= Geomontography =

Printing method

Geomontography was a printing method, that consisted in the combination of embossing and of multiple color printing, and that was used primarily for the production of maps. The color layers were applied using lithographic techniques, and then the embossing was used to give relief to buildings, walls, mountains and other architectural and geographic features. Sometimes, the raised elements of the map were left unprinted, such as in Bauerkeller's 1846 map of Paris, while the rest of the picture was printed with vivid colors. The same method was sometimes used for the production of relief prints of buildings, plants, sculptures, landscape views or other graphic motives. Several of these maps were exposed at the Industrial World Fair of Paris in 1839.

The technique was developed by the German printer Georg Michael Bauerkeller (1805 - 1886) and his half-brother Georg Leonhart Bauerkeller, who worked in Frankfurt am Main and in Karlsruhe before opening a printing and embossing office in Paris in the late 1930s. Georg Michael Bauerkeller deposited a patent application for his invention in France, in January the 18th, 1839. However, even if the manufacturing process was patented, the term geomontographie (geomontography) was not.

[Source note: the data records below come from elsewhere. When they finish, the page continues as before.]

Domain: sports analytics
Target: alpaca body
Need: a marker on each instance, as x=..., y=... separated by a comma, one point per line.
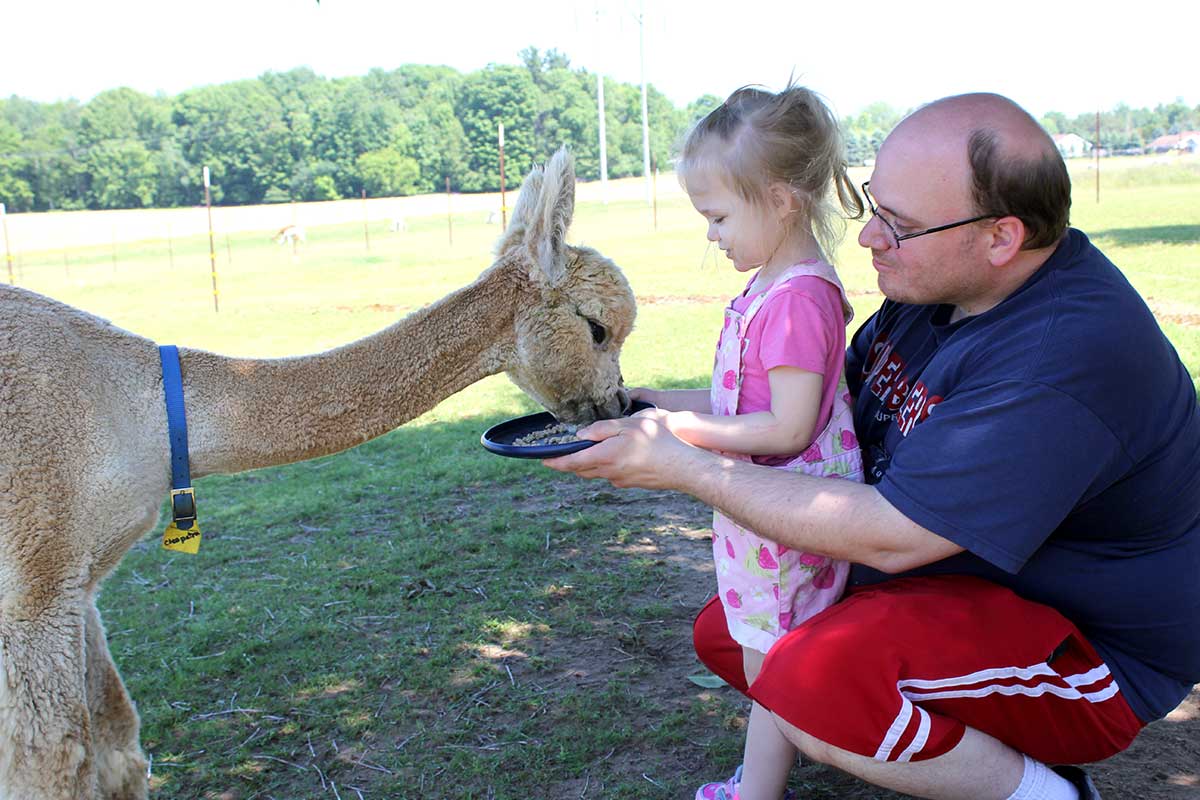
x=85, y=463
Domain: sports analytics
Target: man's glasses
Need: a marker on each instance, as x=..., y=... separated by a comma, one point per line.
x=898, y=236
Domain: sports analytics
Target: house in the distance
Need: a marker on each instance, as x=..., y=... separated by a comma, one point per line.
x=1183, y=142
x=1072, y=145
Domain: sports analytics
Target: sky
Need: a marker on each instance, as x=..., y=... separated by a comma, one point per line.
x=1045, y=55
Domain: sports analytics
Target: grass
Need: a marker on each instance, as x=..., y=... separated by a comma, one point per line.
x=415, y=618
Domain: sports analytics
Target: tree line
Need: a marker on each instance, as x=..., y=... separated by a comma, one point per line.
x=297, y=136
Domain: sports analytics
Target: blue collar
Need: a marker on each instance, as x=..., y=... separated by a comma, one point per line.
x=183, y=497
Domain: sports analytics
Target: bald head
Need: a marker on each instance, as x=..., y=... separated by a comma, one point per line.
x=1008, y=161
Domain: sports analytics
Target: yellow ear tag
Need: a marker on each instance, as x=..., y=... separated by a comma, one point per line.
x=185, y=541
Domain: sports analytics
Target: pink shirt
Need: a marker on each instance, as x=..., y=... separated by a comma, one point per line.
x=801, y=326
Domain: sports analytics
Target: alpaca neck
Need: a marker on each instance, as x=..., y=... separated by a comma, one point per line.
x=245, y=413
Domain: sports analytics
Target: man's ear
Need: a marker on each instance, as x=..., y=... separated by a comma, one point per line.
x=1007, y=236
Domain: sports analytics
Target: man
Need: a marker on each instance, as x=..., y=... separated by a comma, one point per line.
x=1027, y=543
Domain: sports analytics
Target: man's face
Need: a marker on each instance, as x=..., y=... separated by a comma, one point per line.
x=922, y=181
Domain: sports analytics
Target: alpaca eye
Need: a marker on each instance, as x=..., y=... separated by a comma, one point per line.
x=598, y=331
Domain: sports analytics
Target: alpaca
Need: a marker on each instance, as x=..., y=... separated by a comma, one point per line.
x=84, y=458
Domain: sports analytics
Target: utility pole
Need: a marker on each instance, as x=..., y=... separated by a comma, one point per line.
x=504, y=208
x=7, y=250
x=646, y=124
x=604, y=136
x=213, y=253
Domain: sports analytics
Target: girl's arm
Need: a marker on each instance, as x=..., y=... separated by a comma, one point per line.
x=787, y=427
x=673, y=400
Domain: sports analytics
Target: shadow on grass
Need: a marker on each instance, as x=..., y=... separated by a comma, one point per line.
x=1149, y=235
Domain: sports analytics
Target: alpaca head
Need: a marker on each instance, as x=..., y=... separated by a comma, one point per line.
x=581, y=308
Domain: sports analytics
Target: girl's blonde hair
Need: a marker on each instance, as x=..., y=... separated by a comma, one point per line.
x=757, y=138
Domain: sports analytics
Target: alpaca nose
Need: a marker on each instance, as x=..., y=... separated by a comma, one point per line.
x=624, y=400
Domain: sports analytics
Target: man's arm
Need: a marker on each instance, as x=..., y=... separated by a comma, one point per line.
x=838, y=518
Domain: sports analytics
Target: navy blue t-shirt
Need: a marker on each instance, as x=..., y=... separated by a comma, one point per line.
x=1055, y=438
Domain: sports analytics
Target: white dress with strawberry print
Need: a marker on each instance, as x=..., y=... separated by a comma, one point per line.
x=766, y=588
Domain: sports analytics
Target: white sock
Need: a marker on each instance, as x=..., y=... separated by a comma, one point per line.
x=1039, y=782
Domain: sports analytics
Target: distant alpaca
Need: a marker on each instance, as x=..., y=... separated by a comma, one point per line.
x=84, y=458
x=289, y=235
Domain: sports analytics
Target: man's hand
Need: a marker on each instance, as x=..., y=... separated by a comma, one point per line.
x=634, y=451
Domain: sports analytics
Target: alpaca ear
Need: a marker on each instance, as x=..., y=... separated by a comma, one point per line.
x=545, y=235
x=522, y=212
x=527, y=202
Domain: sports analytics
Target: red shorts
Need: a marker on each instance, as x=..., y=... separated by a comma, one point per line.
x=899, y=669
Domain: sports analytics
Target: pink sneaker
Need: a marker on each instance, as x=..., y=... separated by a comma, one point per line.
x=725, y=791
x=729, y=789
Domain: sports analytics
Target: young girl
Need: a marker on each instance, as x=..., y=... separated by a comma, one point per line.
x=762, y=170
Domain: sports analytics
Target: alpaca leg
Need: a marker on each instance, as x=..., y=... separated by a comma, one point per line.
x=45, y=731
x=120, y=765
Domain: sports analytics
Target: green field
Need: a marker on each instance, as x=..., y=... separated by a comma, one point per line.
x=417, y=618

The process was adopted for the teaching of the blind, and maps embossed in that manner were employed at Paris' Institut des Jeunes Aveugles (Institute for the Blind Youth), that were offered to the children for them to finger-read. Laas d'Aguen, a supervisor of the institute, reinforced the printed maps by embossing additional layers of blank paper using the same platen, so the paper sheets would stick together creating a rigid cardboard material. This was done so to avoid deforming and damaging the paper under the blind readers finger's pressure.